Tuesday 13 September 2011

Halfway up the stairs - story. Part five.

The weeks passed. School started. The children loved coming back from their days at school to their new home. We each found our own favourite spots. Mine was the kitchen. The Aga in the corner kept the room toasty warm, and the huge old table was a perfect space for me to spread out all the papers and files that constituted my work. And with the biscuits and kettle within reaching distance.
Liam's was his room. He made a whole world of imagination up there. Using the many cardboard boxes left over from moving house, we built a fort there one weekend. A fort that covered almost half of his substantial-sized room. We also extended it up the secret passage to one side of the loft, so that he had a mini town of carboard houses spreading over a full corner of the house. I bought him packets of oversized marker pens, and he decorated the cardboard walls with dragons and aliens, cityscapes and mountains. There was even a Tardis hidden down one cardboard street.

"What about Melanie?" my mother asked me. "Where does she like to spend her time? I imagine that Liam doesn't always appreciate having his little sister getting in the way of his games in his City." She smiled fondly out of her living room window, where Liam was kicking a football against the garage wall, often missing the white goalposts painted on it. "She likes the stairs, strangely." Mother took a sip of her tea. "The stairs? What an odd place to get attatched to."
"Mmm." I brushed some cake crumbs off my lap. They peppered the green carpet, and Mother's songbird flew down from its perch to peck them up. "We painted her room together last weekend. In pink and yellow, of course. And we set up her toys and belongings on shelves that I put on the walls at her height. But she has a habit of moving her games into the hallway, to sit at the top of the stairs and spread down the steps.
I tried to discourage her. The amount of toys that were left to trip people up and generally cause havoc was ridiculous. But nothing I said or did would change her mind. In the end, it's nice to have her there. She's learned how to tidy up after herself now.
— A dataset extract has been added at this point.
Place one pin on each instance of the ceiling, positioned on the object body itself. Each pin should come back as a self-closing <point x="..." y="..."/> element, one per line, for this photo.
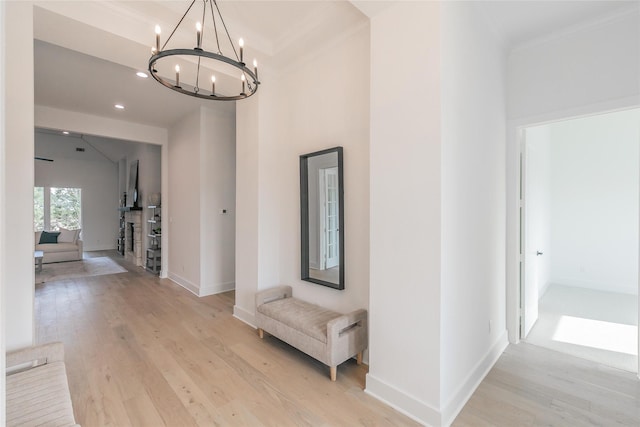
<point x="93" y="72"/>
And I can hear her playing from the kitchen when I work."
"Stairs are dangerous, Catherine. Little children should not be allowed to play on them." Mother put her cup down on its saucer and looked reprovingly at me. "You should really put a stop to it." I nodded in halfhearted agreement. "How is she otherwise though? Is she settled in?"
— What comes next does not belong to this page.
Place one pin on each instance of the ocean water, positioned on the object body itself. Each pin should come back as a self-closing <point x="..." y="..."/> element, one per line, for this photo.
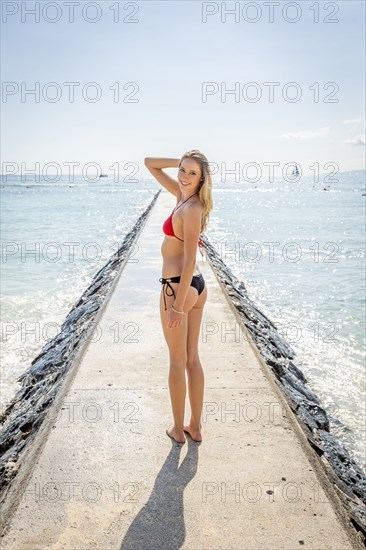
<point x="298" y="247"/>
"She's quiet." I stood up, and went to the window. Mel was squatted on the grass, poking bits of stick into the dirt to make a circle of wooden pieces, then laying brightly coloured flowers picked from the flowerbeds in the middle of the circle. "She's quieter than usual. I think maybe she hasn't properly settled in just yet. Sometimes when she's playing on the stairs and I'm working in the kitchen, it goes all quiet. When I look over at her, she's sitting completely still on the stairs. Aways the same place, exactly halfway up. Not making a noise. When I get up to go and talk to her, she starts, and looks at me as if I've appeared out of nowhere. All shocked and surprised. It's odd."
Mother rattled her cup in its saucer. "Well I know a good child psychiatrist if you think it's necessary, Catherine."
"Mother!" The shock registered in my voice, and Mother looked at me crossly. "Well, you never know, dear! Moving house can be very unsettling to a child, and after your divorce..."
"Mel does not need a psychiatrist, Mother. She just needs more time." As I left the room, I heard Mother sigh. "Poor Melanie. I never did like those stairs."